La disputa de las religiones aparece a los hombres de hoy como esta disputa de los ciegos de nacimiento. Porque, frente a los secretos de lo divino, parece que hemos nacido ciegos. El cristianismo no está de ninguna manera en una posición más positiva que otros en el pensamiento contemporáneo al contrario, con su afirmación de la verdad, parece ser particularmente ciego, frente al límite de todo nuestro conocimiento de lo divino, caracterizado por un fanatismo particularmente insensato, que incorregiblemente toma para todos los fines tocados por la experiencia personal.

La reivindicación de la verdad

Siendo así las cosas, es necesario volver a plantearse la anticuada cuestión de la verdad del cristianismo, por superflua e insoluble que pueda parecer a muchos. ¿Pero cómo?
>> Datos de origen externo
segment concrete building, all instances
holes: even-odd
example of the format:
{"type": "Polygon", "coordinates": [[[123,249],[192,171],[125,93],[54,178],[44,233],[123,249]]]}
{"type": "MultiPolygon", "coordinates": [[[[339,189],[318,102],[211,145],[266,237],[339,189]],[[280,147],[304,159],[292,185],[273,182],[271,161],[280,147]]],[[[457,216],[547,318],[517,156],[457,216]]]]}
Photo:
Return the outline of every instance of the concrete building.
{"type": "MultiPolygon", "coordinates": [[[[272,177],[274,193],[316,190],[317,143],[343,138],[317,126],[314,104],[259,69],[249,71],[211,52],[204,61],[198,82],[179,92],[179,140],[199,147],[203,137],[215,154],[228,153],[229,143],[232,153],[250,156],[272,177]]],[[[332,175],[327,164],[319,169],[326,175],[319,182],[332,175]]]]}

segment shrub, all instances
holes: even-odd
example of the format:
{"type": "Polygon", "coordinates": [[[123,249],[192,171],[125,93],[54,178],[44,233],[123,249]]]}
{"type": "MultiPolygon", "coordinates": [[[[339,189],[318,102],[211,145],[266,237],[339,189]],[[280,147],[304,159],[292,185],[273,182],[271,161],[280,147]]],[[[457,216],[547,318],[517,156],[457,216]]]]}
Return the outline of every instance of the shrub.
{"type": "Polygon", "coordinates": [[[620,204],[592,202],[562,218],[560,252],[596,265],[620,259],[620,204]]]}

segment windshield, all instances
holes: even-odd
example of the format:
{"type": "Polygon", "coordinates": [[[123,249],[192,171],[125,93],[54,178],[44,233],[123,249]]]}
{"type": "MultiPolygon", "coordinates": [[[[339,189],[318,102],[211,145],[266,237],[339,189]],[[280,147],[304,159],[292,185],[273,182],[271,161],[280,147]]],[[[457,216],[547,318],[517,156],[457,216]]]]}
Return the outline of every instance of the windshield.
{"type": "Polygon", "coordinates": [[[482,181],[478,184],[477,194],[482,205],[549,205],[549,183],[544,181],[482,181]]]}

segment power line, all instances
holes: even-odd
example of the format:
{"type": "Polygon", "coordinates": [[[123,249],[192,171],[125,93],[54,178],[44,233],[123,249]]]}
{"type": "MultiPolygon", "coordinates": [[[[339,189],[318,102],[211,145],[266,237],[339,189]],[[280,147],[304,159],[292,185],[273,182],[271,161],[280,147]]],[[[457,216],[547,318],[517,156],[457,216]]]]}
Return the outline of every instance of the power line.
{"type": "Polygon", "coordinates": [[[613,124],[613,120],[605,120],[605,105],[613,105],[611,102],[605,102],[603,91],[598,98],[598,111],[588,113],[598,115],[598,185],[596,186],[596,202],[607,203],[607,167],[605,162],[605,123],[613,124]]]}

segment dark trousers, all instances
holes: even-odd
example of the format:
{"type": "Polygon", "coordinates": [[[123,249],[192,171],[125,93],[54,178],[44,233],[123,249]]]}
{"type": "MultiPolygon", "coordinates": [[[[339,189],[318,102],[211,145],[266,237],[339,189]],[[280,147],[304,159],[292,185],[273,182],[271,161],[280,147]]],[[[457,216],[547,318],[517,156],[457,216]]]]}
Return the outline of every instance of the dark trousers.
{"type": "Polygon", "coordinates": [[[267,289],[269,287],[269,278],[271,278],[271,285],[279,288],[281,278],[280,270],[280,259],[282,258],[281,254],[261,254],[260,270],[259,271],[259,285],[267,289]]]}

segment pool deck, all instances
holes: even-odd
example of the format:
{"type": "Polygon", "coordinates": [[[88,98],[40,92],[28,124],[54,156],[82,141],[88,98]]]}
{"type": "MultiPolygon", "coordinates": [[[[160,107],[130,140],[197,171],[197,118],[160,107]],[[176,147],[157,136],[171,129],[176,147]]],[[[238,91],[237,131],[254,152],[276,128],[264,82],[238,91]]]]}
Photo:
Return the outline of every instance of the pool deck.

Sin duda alguna, la teología cristiana tendrá que examinar cuidadosamente, sin temor a ser expuesta, las diversas instancias que se han planteado en contra de la pretensión de verdad del cristianismo, en el campo de la filosofía, las ciencias naturales, la historia natural.

 

El conocimiento, fundamento de la fe cristiana

El cristianismo no se basa, según Agustín y según la tradición bíblica, según él normativa, en imágenes y presentimientos míticos, cuya justificación radica en última instancia en su utilidad política, sino que, por el contrario, apunta a la esfera divina que puede percibir el análisis racional de la realidad. En otras palabras: Agustín identifica el monoteísmo bíblico con las visiones filosóficas sobre la fundación del mundo que se formaron, en varias variaciones, en la filosofía antigua.

 

Los vínculos con la metafísica y la historia, principios fundamentales

La unión de la racionalidad y la fe, lograda en el desarrollo de la misión cristiana y en la edificación de la teología cristiana, trajo también, por supuesto, correcciones decisivas en la imagen filosófica de Dios, dos de las cuales deben ser nombradas sobre todo

La síntesis entre razón, fe y vida

¿Sería la afirmación del cristianismo de ser la religión verdadera superada por el progreso de la racionalidad? ¿Se ve obligado a bajar el nivel de su pretensión y a insertarse en la visión neoplatónica, budista o hindú de la verdad y el símbolo, a contentarse -como había propuesto Troeltsch- con mostrar desde el rostro de Dios el lado vuelto hacia los europeos? ¿Deberíamos quizás dar un paso más allá que Troeltsch, que todavía consideraba el cristianismo como la religión adaptada a Europa, teniendo en cuenta el hecho de que hoy la propia Europa duda de que esté adaptada? Esta es la verdadera pregunta a la que se enfrentan la Iglesia y la teología hoy.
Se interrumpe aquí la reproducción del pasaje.